Here is what I am sort of going for in awk.
/(^[0-9]+ .*a)&&\n(^[0-9]+ .*b)&&\n(^[0-9]+ .*c) {
print $0
}
Just one of these regex works like (^[0-9]+ .*a), but I am not sure how to string them together with AND THE NEXT LINE IS THIS.
My file would be like:
JUNK UP HERE NOT STARTING WITH NUMBER
1 a 0.110 0.069
2 a 0.062 0.088
3 a 0.062 0.121
4 b 0.062 0.121
5 c 0.032 0.100
6 d 0.032 0.100
7 e 0.032 0.100
And what I want is:
3 a 0.062 0.121
4 b 0.062 0.121
5 c 0.032 0.100
6 d 0.032 0.100
7 e 0.032 0.100
[Update based on clarification.]
One high order bit is that Awk is a line-oriented language, so you won't actually be able to do a normal pattern match to span lines. The usual way to do something like this is to match each line separately, and have a later clause / statement figure out if all the right pieces have been matched.
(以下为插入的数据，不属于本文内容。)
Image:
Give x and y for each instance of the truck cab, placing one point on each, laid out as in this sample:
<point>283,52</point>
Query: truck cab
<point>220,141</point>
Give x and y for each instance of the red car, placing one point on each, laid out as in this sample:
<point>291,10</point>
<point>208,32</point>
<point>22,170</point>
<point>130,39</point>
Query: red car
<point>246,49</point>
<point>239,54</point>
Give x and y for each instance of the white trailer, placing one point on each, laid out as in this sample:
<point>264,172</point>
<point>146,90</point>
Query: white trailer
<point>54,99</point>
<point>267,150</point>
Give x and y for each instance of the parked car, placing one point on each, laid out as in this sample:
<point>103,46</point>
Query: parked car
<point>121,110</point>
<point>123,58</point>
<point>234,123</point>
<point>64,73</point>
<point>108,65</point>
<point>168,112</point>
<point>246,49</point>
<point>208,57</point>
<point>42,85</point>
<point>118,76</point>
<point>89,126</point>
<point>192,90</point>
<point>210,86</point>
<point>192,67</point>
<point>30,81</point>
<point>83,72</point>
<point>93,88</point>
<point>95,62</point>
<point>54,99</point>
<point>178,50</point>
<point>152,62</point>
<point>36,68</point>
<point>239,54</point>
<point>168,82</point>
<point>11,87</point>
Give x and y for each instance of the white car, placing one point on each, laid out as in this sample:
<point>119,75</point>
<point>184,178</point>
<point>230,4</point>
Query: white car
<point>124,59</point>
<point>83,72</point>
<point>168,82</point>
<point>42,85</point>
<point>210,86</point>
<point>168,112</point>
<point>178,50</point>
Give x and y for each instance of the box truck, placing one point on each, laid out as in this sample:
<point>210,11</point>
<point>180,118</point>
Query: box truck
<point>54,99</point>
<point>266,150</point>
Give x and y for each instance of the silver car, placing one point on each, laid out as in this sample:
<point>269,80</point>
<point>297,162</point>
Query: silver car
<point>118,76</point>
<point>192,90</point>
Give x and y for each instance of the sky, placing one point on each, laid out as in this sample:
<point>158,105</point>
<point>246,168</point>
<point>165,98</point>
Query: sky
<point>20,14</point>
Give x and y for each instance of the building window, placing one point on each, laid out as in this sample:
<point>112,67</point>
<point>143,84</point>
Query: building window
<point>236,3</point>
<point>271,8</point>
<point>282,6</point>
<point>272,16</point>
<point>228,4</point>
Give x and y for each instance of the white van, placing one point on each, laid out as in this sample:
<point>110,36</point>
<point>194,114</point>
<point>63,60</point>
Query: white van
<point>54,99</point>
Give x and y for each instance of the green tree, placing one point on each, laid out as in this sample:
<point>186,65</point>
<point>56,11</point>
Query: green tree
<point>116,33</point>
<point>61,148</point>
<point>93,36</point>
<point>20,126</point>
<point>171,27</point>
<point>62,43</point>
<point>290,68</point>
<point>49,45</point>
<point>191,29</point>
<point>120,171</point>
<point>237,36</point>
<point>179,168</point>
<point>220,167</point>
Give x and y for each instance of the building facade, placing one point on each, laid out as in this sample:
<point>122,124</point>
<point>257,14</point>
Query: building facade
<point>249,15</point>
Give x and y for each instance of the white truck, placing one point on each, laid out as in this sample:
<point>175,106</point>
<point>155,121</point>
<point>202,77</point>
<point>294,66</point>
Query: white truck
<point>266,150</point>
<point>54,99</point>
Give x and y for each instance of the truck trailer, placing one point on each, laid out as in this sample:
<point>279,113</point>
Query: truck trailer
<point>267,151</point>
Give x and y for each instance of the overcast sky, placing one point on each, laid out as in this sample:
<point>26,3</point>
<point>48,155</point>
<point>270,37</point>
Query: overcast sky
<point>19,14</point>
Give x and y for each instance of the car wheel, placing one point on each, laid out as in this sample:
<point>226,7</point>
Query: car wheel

What I'm doing here is looking for an a
in the second field on one line, a b
in the second field on another line, and a c
in the second field on a third line. In the first two cases, I stash away the contents of the line as well as what line number it occurred on. When the third line is matched and we haven't yet found the whole sequence, I go back and check to see if the other two lines are present and with acceptable line numbers. If all's good, I print out the buffered previous lines and set a flag indicating that everything else should print.
Here's the script:
$2 == "a" { a = $0; aLine = NR; }
$2 == "b" { b = $0; bLine = NR; }
$2 == "c" && !keepPrinting {
if ((bLine == (NR - 1)) && (aLine == (NR - 2))) {
print a;
print b;
keepPrinting = 1;
}
}
keepPrinting { print; }
And here's a file I tested it with:
JUNK UP HERE NOT STARTING WITH NUMBER
1 a 0.110 0.069
2 a 0.062 0.088
3 a 0.062 0.121
4 b 0.062 0.121
5 c 0.032 0.100
6 d 0.032 0.100
7 e 0.032 0.100
8 a 0.099 0.121
9 b 0.098 0.121
10 c 0.097 0.100
11 x 0.000 0.200
Here's what I get when I run it:
$ awk -f blort.awk blort.txt
3 a 0.062 0.121
4 b 0.062 0.121
5 c 0.032 0.100
6 d 0.032 0.100
7 e 0.032 0.100
8 a 0.099 0.121
9 b 0.098 0.121
10 c 0.097 0.100
11 x 0.000 0.200
这篇关于匹配的AWK多行正则表达式。 &功放;&安培;运营商?的文章就介绍到这了,希望我们推荐的答案对大家有所帮助,也希望大家多多支持IT屋!